At 37, Trowbridge succeeded John Connor as commerce secretary in 1967 and served for nine months.

Trowbridge went on to become president of the American Management Association, and in 1970 was named president of the National Industrial Conference Board, a business research group now known as the Conference Board.

Six years later, Connor, then chairman of Allied Chemical, recruited Trowbridge as the company's vice chairman.
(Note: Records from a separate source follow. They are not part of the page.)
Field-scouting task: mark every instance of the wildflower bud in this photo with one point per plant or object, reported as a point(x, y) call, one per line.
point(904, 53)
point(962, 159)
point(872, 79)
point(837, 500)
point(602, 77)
Allied had dumped pollutants into the James River in Virginia and Trowbridge helped work out a settlement with the government.

In 1978, Trowbridge joined the board of the National Association of Manufacturers, one of the largest and most influential trade associations in the country. He became president in 1980, acting as the organization's spokesman and chief lobbyist.

He left the NAM in 1990 to form a business consulting firm, Trowbridge Partners, Inc.

During his career he served on many corporate and nonprofit boards and advisory councils.

He was a Democratic member of President Reagan's National Commission on Social Security Reform in 1983, and served on the Competitiveness Policy Council from 1991-94.

Born Dec. 12, 1929 in Englewood, N.J., "Sandy" Trowbridge graduated from Philips Academy in Andover, Mass., and from Princeton University.

He served as an officer in the Marine Corps during the Korean War from 1951-53 and received the Bronze Star for combat service as a platoon leader and tactical air observer.

His business career began in 1954 with California Texas Oil Co. and then Esso in various posts in the Far East, Central American and the Caribbean. He became president of Esso Standard Oil (Puerto Rico) in 1963.

He is survived by his wife, Eleanor Kann Hutzler Trowbridge; a sister, Julie Cullen of Brooklin, Maine; a stepsister, Joya Cox of McLean Va.; three children from his first marriage, Stephen Chamberlain Trowbridge of Dallas, Texas, Corrin Scott Trowbridge of Redwood City, Calif., and Kimberly Trowbridge Parent of Greenwich, Conn.; two stepchildren, Barbara Verdaguer of Mousterlin, France, and Charles Hutzler of Beijing, China; and nine grandchildren.